North Devon Pottery           

The Gallery hosts the Bideford Museum , illustrating local personalities from Bideford's past such as Sir Richard Grenville , Edward Capern the postman poet , John Strange , who assisted plague victims in 1646 when the others had fled , the last Witches to be executed in England , and the first Red Indian to land on English shores . Artefacts include examples of North Devon slipware , the original Town Charter sealed by Elizabeth 1 in1583 , a scale model of Bideford's ancient , Long Bridge in all its stages from 1280 to the present day , and a touch-green photographic record of the town on ' North Devon on disc'. Local Trades , such as a lime-burning , saddlery , glove and collar making are illustrated , and the Bideford Community Archive provides small displays on a regular basis.

A guided tour of the museum is usually available during opening hours , and school parties are welcome by appointment.

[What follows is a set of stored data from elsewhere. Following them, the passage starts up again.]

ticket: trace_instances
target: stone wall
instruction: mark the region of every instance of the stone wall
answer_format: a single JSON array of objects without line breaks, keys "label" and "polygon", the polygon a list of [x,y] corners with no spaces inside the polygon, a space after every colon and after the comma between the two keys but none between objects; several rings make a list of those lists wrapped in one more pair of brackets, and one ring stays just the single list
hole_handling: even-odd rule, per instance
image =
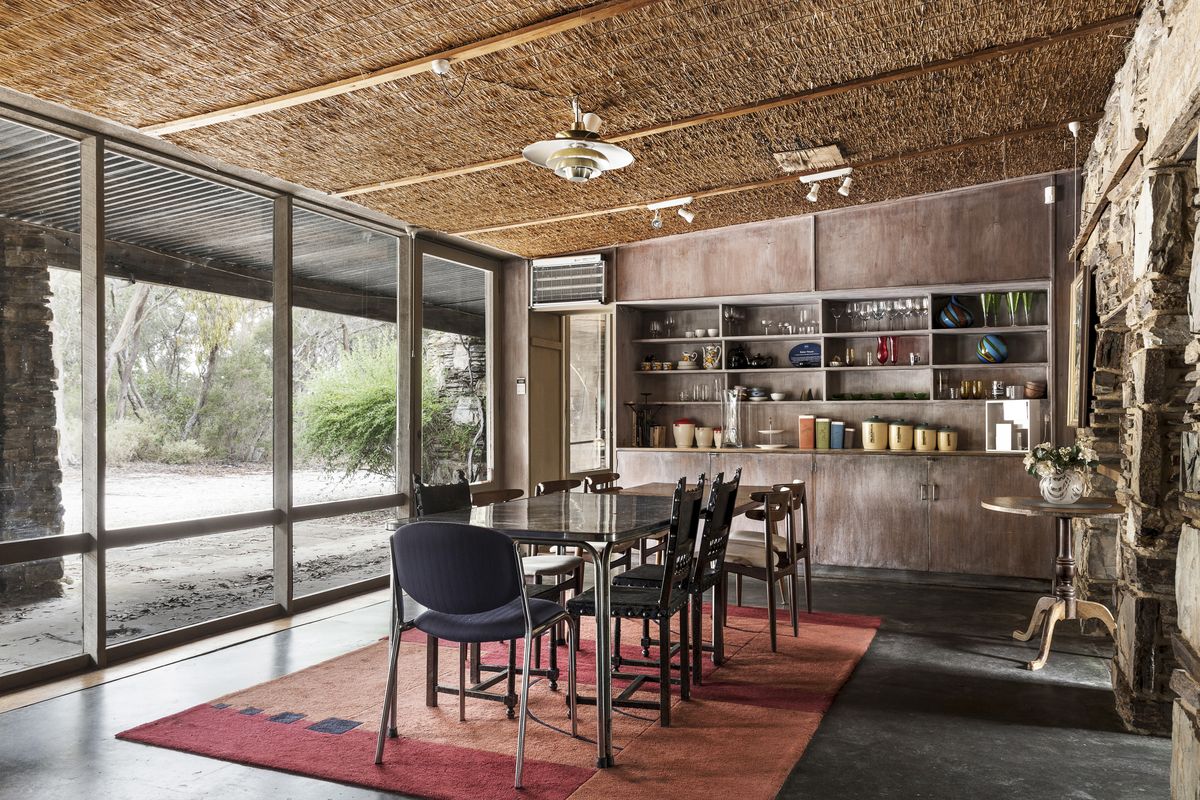
[{"label": "stone wall", "polygon": [[[0,231],[0,541],[63,532],[51,352],[50,269]],[[0,600],[58,591],[61,559],[0,567]]]},{"label": "stone wall", "polygon": [[1145,4],[1088,154],[1083,217],[1110,205],[1080,257],[1100,322],[1077,432],[1101,454],[1096,488],[1127,507],[1076,529],[1081,588],[1116,605],[1117,709],[1131,730],[1172,733],[1172,796],[1188,800],[1200,798],[1200,494],[1181,489],[1180,447],[1200,432],[1200,319],[1188,311],[1200,198],[1181,153],[1200,122],[1197,52],[1200,0]]}]

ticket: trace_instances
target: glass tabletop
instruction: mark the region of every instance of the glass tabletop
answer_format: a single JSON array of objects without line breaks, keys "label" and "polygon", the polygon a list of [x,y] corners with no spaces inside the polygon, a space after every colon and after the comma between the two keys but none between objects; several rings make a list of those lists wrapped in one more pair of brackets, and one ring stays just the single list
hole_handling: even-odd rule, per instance
[{"label": "glass tabletop", "polygon": [[408,522],[462,522],[537,542],[619,543],[668,527],[672,502],[671,497],[562,492],[428,514]]}]

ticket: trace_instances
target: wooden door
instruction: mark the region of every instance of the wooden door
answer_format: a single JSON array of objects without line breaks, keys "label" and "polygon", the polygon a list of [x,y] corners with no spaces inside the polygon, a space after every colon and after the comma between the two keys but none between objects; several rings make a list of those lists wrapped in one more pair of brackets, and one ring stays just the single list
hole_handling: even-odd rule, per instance
[{"label": "wooden door", "polygon": [[929,569],[928,459],[824,456],[812,475],[813,549],[819,564]]},{"label": "wooden door", "polygon": [[953,456],[929,464],[930,569],[1045,578],[1053,572],[1053,520],[1000,514],[985,497],[1036,495],[1015,456]]},{"label": "wooden door", "polygon": [[710,453],[702,450],[625,448],[617,451],[616,471],[621,475],[621,486],[674,483],[685,475],[688,483],[693,483],[700,473],[712,478],[712,458]]},{"label": "wooden door", "polygon": [[529,483],[557,480],[563,464],[562,348],[529,348]]}]

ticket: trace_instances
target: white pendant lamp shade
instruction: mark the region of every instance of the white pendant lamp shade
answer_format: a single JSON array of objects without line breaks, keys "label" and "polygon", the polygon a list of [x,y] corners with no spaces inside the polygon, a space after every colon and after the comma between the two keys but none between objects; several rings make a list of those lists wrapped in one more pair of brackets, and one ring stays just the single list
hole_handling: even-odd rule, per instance
[{"label": "white pendant lamp shade", "polygon": [[553,139],[534,142],[522,150],[521,155],[527,161],[572,183],[584,183],[633,163],[628,150],[609,144],[596,133],[601,124],[599,117],[584,115],[578,100],[571,101],[571,108],[575,113],[571,127]]}]

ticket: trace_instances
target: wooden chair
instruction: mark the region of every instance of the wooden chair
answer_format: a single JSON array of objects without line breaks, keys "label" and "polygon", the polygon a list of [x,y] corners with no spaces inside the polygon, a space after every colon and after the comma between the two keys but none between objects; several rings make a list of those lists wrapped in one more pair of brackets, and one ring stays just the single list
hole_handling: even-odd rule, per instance
[{"label": "wooden chair", "polygon": [[[704,511],[704,531],[700,534],[700,547],[696,558],[695,574],[692,578],[692,680],[702,681],[701,655],[704,650],[713,654],[713,663],[720,665],[725,660],[725,549],[729,543],[729,529],[733,525],[733,514],[737,509],[737,494],[741,488],[742,468],[738,467],[733,480],[725,481],[724,473],[717,473],[712,489],[708,493],[708,507]],[[654,588],[662,585],[664,568],[658,564],[642,564],[613,579],[613,585],[641,586]],[[712,645],[705,647],[701,639],[704,594],[713,590]],[[648,654],[650,641],[649,622],[642,629],[642,654]],[[619,653],[613,656],[619,663]]]},{"label": "wooden chair", "polygon": [[523,489],[493,489],[489,492],[471,492],[471,505],[476,508],[491,506],[496,503],[507,503],[509,500],[520,500],[525,496]]},{"label": "wooden chair", "polygon": [[[613,699],[613,705],[631,706],[634,708],[654,708],[655,703],[639,700],[634,697],[646,682],[658,683],[658,713],[659,725],[664,728],[671,725],[671,684],[676,679],[671,676],[671,659],[679,656],[679,696],[683,700],[691,699],[691,668],[689,658],[691,647],[688,636],[691,631],[689,623],[689,606],[691,601],[691,582],[695,564],[696,531],[700,523],[700,507],[704,499],[704,476],[700,476],[699,485],[691,491],[687,489],[687,479],[680,478],[675,487],[675,500],[671,508],[671,529],[667,535],[666,563],[663,575],[657,587],[644,588],[639,586],[623,586],[613,582],[611,607],[616,620],[613,630],[613,648],[617,653],[621,650],[621,620],[649,619],[658,623],[658,660],[650,662],[658,667],[658,674],[621,673],[619,665],[613,662],[612,677],[628,680],[629,685],[620,695]],[[595,614],[595,590],[572,597],[567,601],[567,611],[575,618],[575,629],[579,629],[579,618],[584,614]],[[679,615],[679,642],[671,641],[671,621]],[[626,660],[626,663],[630,663]],[[585,702],[587,702],[585,700]],[[594,701],[593,701],[594,702]]]},{"label": "wooden chair", "polygon": [[619,472],[597,472],[583,479],[583,490],[589,494],[616,494],[621,491]]},{"label": "wooden chair", "polygon": [[558,494],[559,492],[569,492],[572,489],[578,489],[583,485],[583,481],[574,478],[564,478],[560,481],[542,481],[534,490],[534,496],[542,497],[547,494]]},{"label": "wooden chair", "polygon": [[[754,578],[767,584],[767,613],[771,628],[771,651],[775,641],[775,589],[782,583],[788,608],[791,610],[792,635],[800,635],[800,616],[797,602],[800,594],[796,569],[804,561],[805,599],[812,613],[811,539],[808,521],[808,496],[804,481],[776,484],[769,492],[755,492],[751,497],[762,508],[746,512],[746,518],[762,522],[762,530],[735,530],[729,536],[725,551],[725,571],[736,580],[736,602],[742,604],[742,578]],[[799,531],[796,518],[799,517]],[[783,533],[779,523],[784,523]],[[786,582],[785,582],[786,581]]]},{"label": "wooden chair", "polygon": [[454,483],[438,486],[423,483],[420,475],[413,474],[413,506],[418,517],[471,507],[471,484],[467,482],[467,475],[461,469],[455,475]]}]

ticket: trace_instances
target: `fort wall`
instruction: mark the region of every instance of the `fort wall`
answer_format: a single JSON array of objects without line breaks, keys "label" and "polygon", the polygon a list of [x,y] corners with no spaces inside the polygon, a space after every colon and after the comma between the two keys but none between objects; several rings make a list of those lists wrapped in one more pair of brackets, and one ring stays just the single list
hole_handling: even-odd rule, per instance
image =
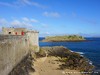
[{"label": "fort wall", "polygon": [[8,75],[28,53],[27,36],[0,35],[0,75]]},{"label": "fort wall", "polygon": [[26,35],[29,39],[30,49],[38,52],[39,51],[39,36],[37,31],[27,31]]},{"label": "fort wall", "polygon": [[0,35],[0,75],[8,75],[31,52],[39,51],[37,31],[2,28]]}]

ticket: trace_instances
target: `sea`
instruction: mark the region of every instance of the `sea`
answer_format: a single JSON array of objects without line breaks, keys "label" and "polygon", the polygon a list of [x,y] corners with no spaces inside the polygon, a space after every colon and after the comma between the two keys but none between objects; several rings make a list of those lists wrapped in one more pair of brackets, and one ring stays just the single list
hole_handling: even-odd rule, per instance
[{"label": "sea", "polygon": [[39,38],[40,47],[44,46],[64,46],[71,51],[77,52],[80,55],[88,58],[90,64],[95,65],[95,69],[100,71],[100,38],[86,38],[83,42],[41,42],[44,37]]}]

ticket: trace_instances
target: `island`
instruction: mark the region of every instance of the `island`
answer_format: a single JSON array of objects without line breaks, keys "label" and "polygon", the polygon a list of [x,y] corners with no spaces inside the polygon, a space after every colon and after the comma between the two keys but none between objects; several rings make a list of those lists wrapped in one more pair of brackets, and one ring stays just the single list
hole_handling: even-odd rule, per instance
[{"label": "island", "polygon": [[47,36],[42,42],[79,42],[86,41],[83,36],[80,35],[64,35],[64,36]]}]

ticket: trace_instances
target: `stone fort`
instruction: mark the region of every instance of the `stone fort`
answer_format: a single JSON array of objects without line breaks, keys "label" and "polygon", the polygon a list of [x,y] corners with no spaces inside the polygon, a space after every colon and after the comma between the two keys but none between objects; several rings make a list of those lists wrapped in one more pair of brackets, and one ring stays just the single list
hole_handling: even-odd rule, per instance
[{"label": "stone fort", "polygon": [[8,75],[32,50],[39,51],[38,31],[2,28],[0,35],[0,75]]}]

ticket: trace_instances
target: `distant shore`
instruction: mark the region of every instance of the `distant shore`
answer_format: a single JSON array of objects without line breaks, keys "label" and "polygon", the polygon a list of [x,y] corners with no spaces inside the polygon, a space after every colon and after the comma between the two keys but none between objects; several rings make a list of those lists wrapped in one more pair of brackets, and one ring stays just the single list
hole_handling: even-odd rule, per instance
[{"label": "distant shore", "polygon": [[79,35],[48,36],[42,42],[84,42],[88,41]]},{"label": "distant shore", "polygon": [[[84,42],[84,41],[90,41],[90,40],[58,40],[58,41],[54,41],[54,40],[42,40],[41,42]],[[92,41],[92,40],[91,40]]]}]

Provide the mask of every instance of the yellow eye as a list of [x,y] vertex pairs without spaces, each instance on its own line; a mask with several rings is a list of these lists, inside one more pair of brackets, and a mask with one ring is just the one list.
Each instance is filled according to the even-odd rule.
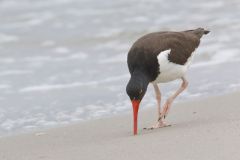
[[143,91],[143,90],[141,89],[141,90],[140,90],[140,92],[139,92],[139,94],[141,94],[141,93],[142,93],[142,91]]

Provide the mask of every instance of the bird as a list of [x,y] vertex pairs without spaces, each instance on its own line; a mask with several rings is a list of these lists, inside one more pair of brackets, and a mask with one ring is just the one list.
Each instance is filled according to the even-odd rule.
[[[195,50],[203,35],[210,31],[204,28],[184,31],[160,31],[146,34],[133,43],[127,55],[130,79],[126,92],[133,108],[133,135],[138,132],[138,110],[140,103],[152,84],[157,100],[158,119],[155,125],[147,129],[169,126],[165,119],[173,101],[188,86],[186,72],[193,60]],[[161,91],[159,83],[180,79],[179,89],[167,98],[161,109]]]

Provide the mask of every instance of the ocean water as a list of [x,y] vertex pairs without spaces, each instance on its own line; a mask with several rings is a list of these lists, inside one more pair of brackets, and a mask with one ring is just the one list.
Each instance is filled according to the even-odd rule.
[[[0,136],[131,112],[132,43],[204,27],[178,101],[240,88],[238,0],[1,0]],[[180,85],[160,86],[163,97]],[[152,86],[142,108],[155,107]]]

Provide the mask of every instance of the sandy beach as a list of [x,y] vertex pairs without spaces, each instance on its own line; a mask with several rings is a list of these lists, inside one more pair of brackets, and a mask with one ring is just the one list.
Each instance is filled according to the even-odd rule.
[[[238,10],[237,0],[0,0],[0,137],[127,113],[127,53],[151,32],[211,31],[179,100],[237,90]],[[163,97],[179,85],[161,85]],[[154,103],[149,87],[144,106]]]
[[144,131],[155,108],[141,106],[139,135],[131,113],[0,138],[1,160],[236,160],[240,158],[240,92],[174,104],[171,127]]
[[[0,160],[240,160],[239,10],[238,0],[0,0]],[[157,120],[149,86],[133,136],[132,44],[200,27],[211,32],[172,126],[143,130]],[[162,98],[180,83],[159,85]]]

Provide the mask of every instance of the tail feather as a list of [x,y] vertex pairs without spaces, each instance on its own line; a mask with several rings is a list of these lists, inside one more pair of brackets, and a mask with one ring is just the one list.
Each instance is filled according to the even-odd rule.
[[208,34],[210,31],[209,30],[204,30],[204,34]]
[[195,30],[192,30],[192,33],[197,35],[199,38],[201,38],[204,34],[208,34],[209,32],[209,30],[205,30],[204,28],[197,28]]

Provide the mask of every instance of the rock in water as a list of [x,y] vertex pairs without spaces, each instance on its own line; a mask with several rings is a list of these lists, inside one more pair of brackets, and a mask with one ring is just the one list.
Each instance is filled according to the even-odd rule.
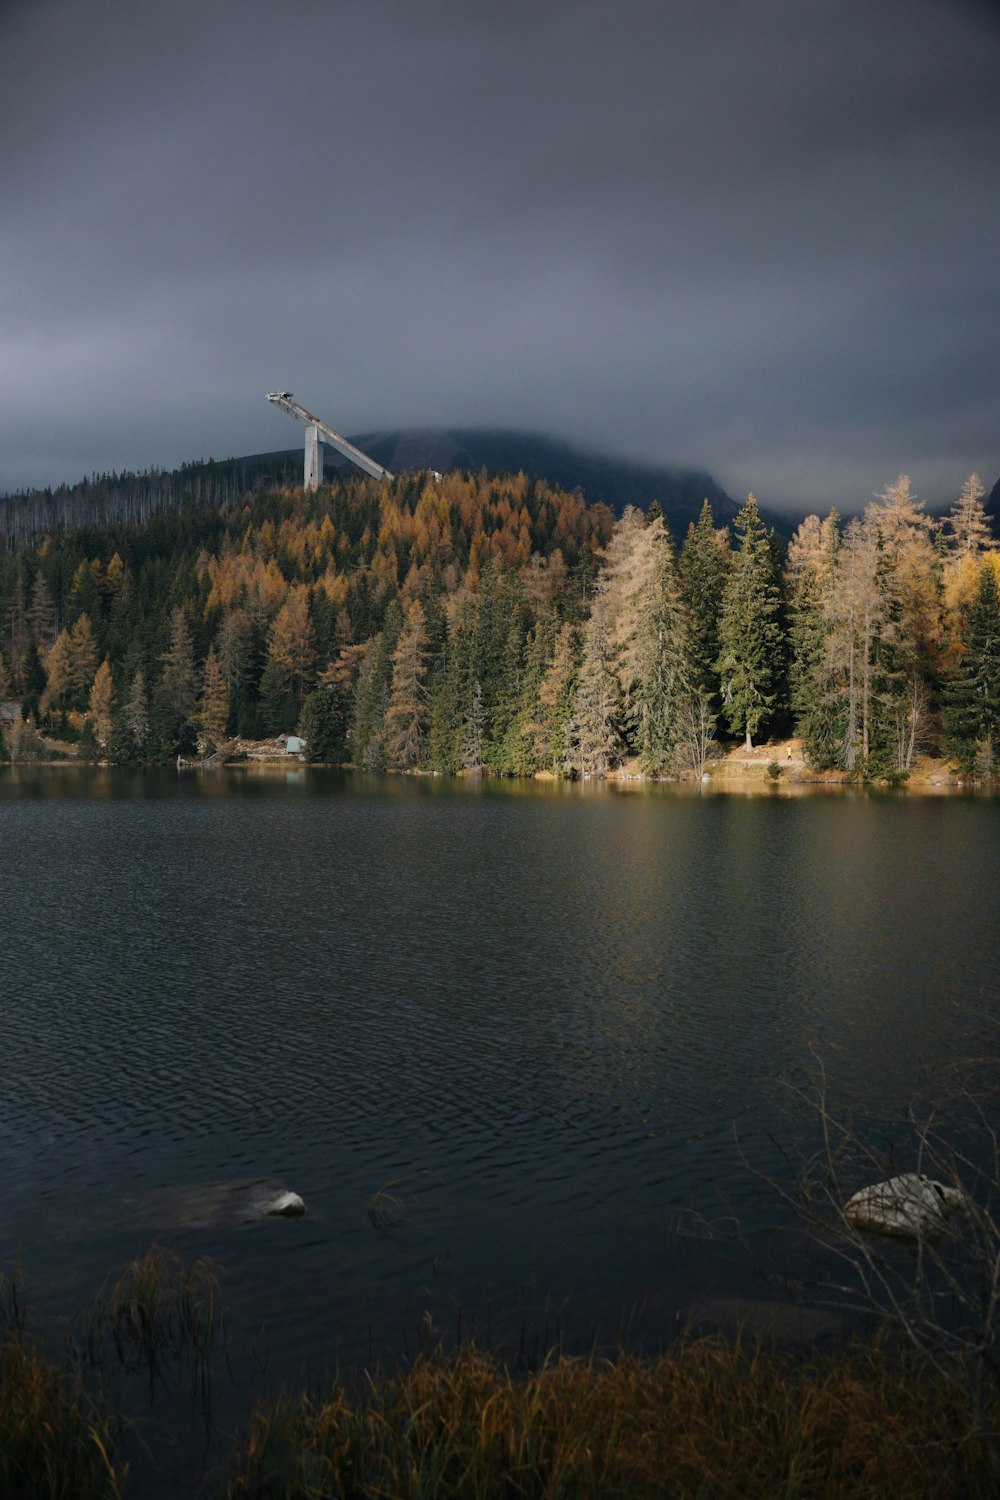
[[844,1218],[856,1229],[918,1239],[940,1231],[961,1201],[958,1188],[946,1187],[922,1172],[905,1172],[855,1193],[844,1205]]
[[264,1204],[266,1214],[280,1214],[283,1219],[297,1219],[304,1214],[306,1206],[298,1193],[278,1193]]
[[298,1193],[289,1192],[280,1178],[226,1178],[156,1188],[126,1199],[117,1222],[130,1230],[137,1225],[155,1230],[226,1230],[264,1224],[272,1215],[295,1218],[305,1211]]

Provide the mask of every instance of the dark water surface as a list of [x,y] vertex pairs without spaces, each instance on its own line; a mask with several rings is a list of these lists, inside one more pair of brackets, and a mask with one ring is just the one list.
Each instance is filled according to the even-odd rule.
[[[995,1012],[998,835],[989,799],[2,771],[0,1267],[54,1317],[204,1252],[267,1380],[459,1309],[655,1346],[753,1290],[733,1219],[780,1258],[734,1122],[774,1167],[811,1049],[888,1115]],[[307,1216],[197,1191],[259,1179]]]

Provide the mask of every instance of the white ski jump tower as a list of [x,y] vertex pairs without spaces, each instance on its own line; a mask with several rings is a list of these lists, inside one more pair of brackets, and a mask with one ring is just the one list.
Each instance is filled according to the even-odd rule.
[[364,469],[366,474],[372,474],[376,479],[391,479],[392,473],[389,469],[383,469],[367,453],[362,453],[360,448],[355,448],[346,438],[334,432],[332,427],[327,427],[319,417],[314,417],[311,411],[306,411],[297,401],[292,400],[291,391],[271,391],[268,401],[273,401],[280,406],[282,411],[287,411],[290,417],[297,417],[306,427],[306,464],[303,485],[308,490],[318,490],[323,482],[323,444],[329,443],[331,448],[336,448],[345,458],[349,458],[352,464],[357,464],[359,469]]

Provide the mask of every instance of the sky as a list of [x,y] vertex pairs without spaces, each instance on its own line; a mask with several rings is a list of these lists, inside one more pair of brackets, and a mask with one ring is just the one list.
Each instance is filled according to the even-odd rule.
[[0,493],[525,427],[857,510],[1000,477],[977,0],[0,0]]

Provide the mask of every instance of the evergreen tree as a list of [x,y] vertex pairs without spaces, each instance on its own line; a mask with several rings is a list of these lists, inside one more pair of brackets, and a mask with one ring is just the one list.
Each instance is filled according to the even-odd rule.
[[461,737],[459,740],[458,764],[462,771],[472,771],[475,775],[483,769],[483,744],[486,739],[486,710],[483,707],[483,689],[479,678],[473,682],[470,690],[466,712],[461,721]]
[[539,765],[556,776],[570,775],[578,760],[574,708],[580,655],[579,627],[567,621],[556,635],[552,660],[538,689],[536,756]]
[[449,639],[438,656],[427,688],[427,763],[435,771],[454,775],[459,769],[455,725],[458,694],[454,670],[454,643]]
[[[17,686],[17,673],[11,670],[14,685]],[[24,652],[21,660],[21,710],[25,717],[28,714],[37,716],[40,707],[40,699],[45,689],[45,668],[38,654],[38,647],[32,641]]]
[[386,767],[386,710],[392,683],[392,663],[402,630],[402,611],[393,601],[386,611],[385,629],[365,643],[354,694],[351,718],[351,758],[366,771]]
[[306,742],[306,760],[339,765],[347,759],[347,704],[326,683],[313,689],[302,705],[298,732]]
[[142,757],[146,753],[146,740],[149,737],[149,701],[146,697],[146,676],[141,667],[132,679],[122,718],[136,751]]
[[681,718],[696,686],[689,615],[681,597],[673,542],[662,521],[650,524],[653,569],[638,600],[636,749],[642,770],[660,776],[674,758]]
[[[115,553],[115,557],[118,554]],[[113,567],[115,558],[108,564],[108,579],[111,583],[111,603],[108,610],[106,634],[108,656],[112,664],[124,661],[133,647],[138,634],[135,580],[124,565]],[[118,559],[119,563],[121,559]]]
[[175,720],[175,728],[188,724],[195,715],[198,701],[194,670],[194,652],[187,617],[179,606],[170,616],[170,645],[161,658],[162,700]]
[[308,760],[340,765],[348,759],[351,706],[363,657],[363,646],[342,645],[303,703],[299,734]]
[[39,569],[31,590],[31,604],[27,613],[28,630],[39,651],[47,651],[56,638],[56,607],[52,592]]
[[532,776],[546,764],[539,753],[543,717],[540,693],[552,655],[554,631],[555,621],[551,615],[546,615],[538,621],[528,638],[520,697],[503,749],[503,768],[511,776]]
[[585,776],[605,776],[622,758],[621,692],[615,666],[607,600],[599,593],[584,632],[574,705],[576,763]]
[[298,722],[301,710],[284,667],[269,656],[260,679],[258,722],[263,733],[272,737],[287,734]]
[[509,617],[499,670],[493,682],[490,734],[483,752],[487,769],[495,775],[514,772],[511,751],[517,738],[515,721],[523,690],[524,647],[524,616],[518,597]]
[[681,592],[691,618],[692,674],[705,692],[717,697],[719,675],[719,616],[729,573],[728,531],[716,531],[712,507],[706,500],[688,527],[678,559]]
[[156,763],[196,749],[194,719],[198,687],[191,632],[178,605],[170,615],[170,644],[161,657],[163,669],[149,705],[147,752]]
[[961,660],[944,699],[949,749],[966,770],[995,775],[1000,751],[1000,588],[988,564],[980,575]]
[[717,670],[722,711],[746,748],[769,722],[784,667],[781,587],[774,553],[751,494],[736,518],[737,549],[726,580],[719,621]]
[[138,766],[146,759],[149,741],[149,705],[142,669],[132,679],[127,699],[119,703],[111,723],[108,758],[115,766]]
[[839,547],[836,511],[825,521],[808,516],[789,544],[785,575],[791,707],[806,758],[820,767],[837,765],[843,748],[831,619]]

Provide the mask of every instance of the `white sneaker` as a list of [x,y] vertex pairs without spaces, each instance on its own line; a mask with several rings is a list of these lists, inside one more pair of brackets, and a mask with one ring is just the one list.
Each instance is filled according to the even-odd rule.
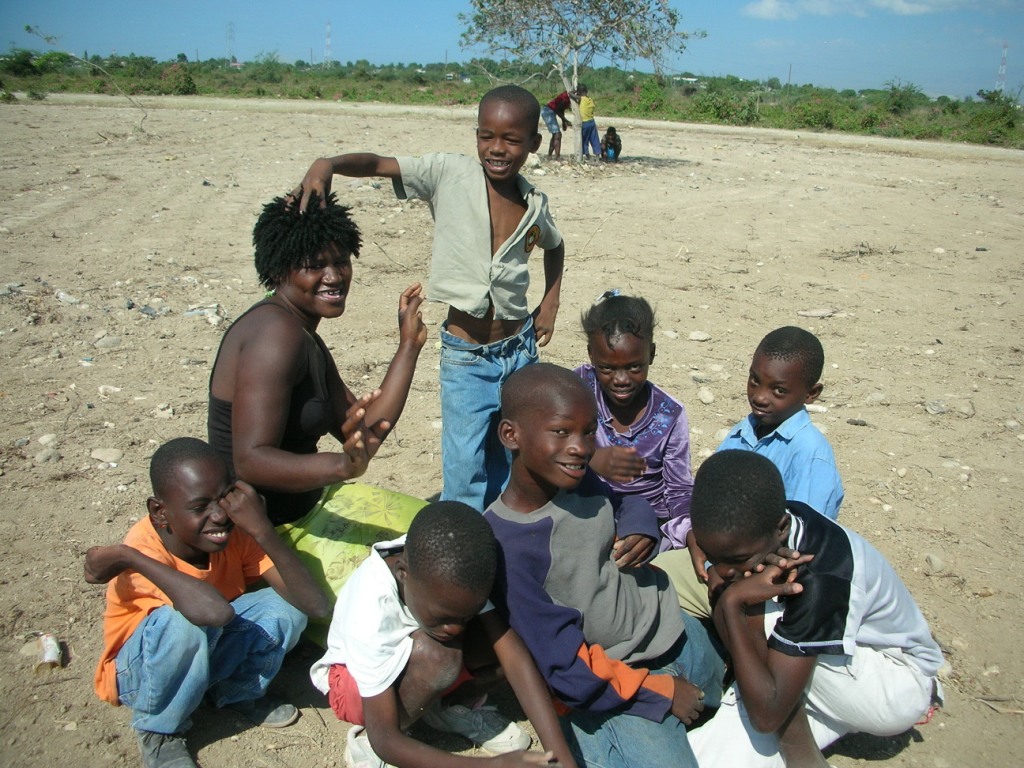
[[366,736],[366,728],[353,725],[345,738],[345,765],[348,768],[394,768],[377,757]]
[[518,725],[499,714],[494,707],[470,709],[461,704],[442,707],[440,701],[435,701],[423,712],[421,719],[438,731],[465,736],[492,755],[530,747],[529,734],[523,733]]

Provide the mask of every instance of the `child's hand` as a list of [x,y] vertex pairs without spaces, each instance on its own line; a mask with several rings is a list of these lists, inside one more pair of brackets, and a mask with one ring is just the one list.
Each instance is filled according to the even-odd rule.
[[636,448],[610,445],[594,451],[590,468],[606,480],[629,483],[647,471],[647,461],[636,455]]
[[262,528],[270,526],[270,519],[267,517],[267,507],[256,489],[244,480],[236,480],[224,498],[217,503],[224,510],[228,519],[248,533],[256,536]]
[[306,175],[302,178],[302,184],[292,190],[291,193],[292,199],[299,199],[299,210],[302,213],[306,212],[311,192],[316,192],[320,196],[321,207],[327,206],[327,196],[331,194],[331,180],[333,178],[334,168],[326,159],[321,157],[313,161],[313,164],[309,166],[309,170],[306,171]]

There appears to have been a thriving pottery industry in Bideford since medieval times. By the seventeenth century, pottery was being exported to Ireland, South Wales Newfoundland and Virginia. In 1792 the historian John Watkins wrote:-

"The Potteries here, for making coarse brown earthenware are pretty considerable, and the demand for the articles of their manufacture in various parts of the Kingdom, is considerably great.

The earthenware made here is generally supposed to be superior to any other kind, and this is accounted for, from the peculiar excellence of the gravel which this river affords in binding clay. That this is the true reason, seems clear from the fact that though the Potteries of Barnstaple make use of the same sort of clay, yet their earthenware is not held in such esteem at Bristol as that of Bideford.
The profits to the manufacturers of this article are very great, which is evidenced by several persons having risen within a few years, from a state of the greatest obscurity and poverty, to wealth and consequence of no small extent. This will easily be credited when it is known, that the materials of which the ware is composed, cost little or nothing, the labourers' wages never exceed six shillings a week, the other expenses of the process very trifling, and the expedition of making every article remarkably quick."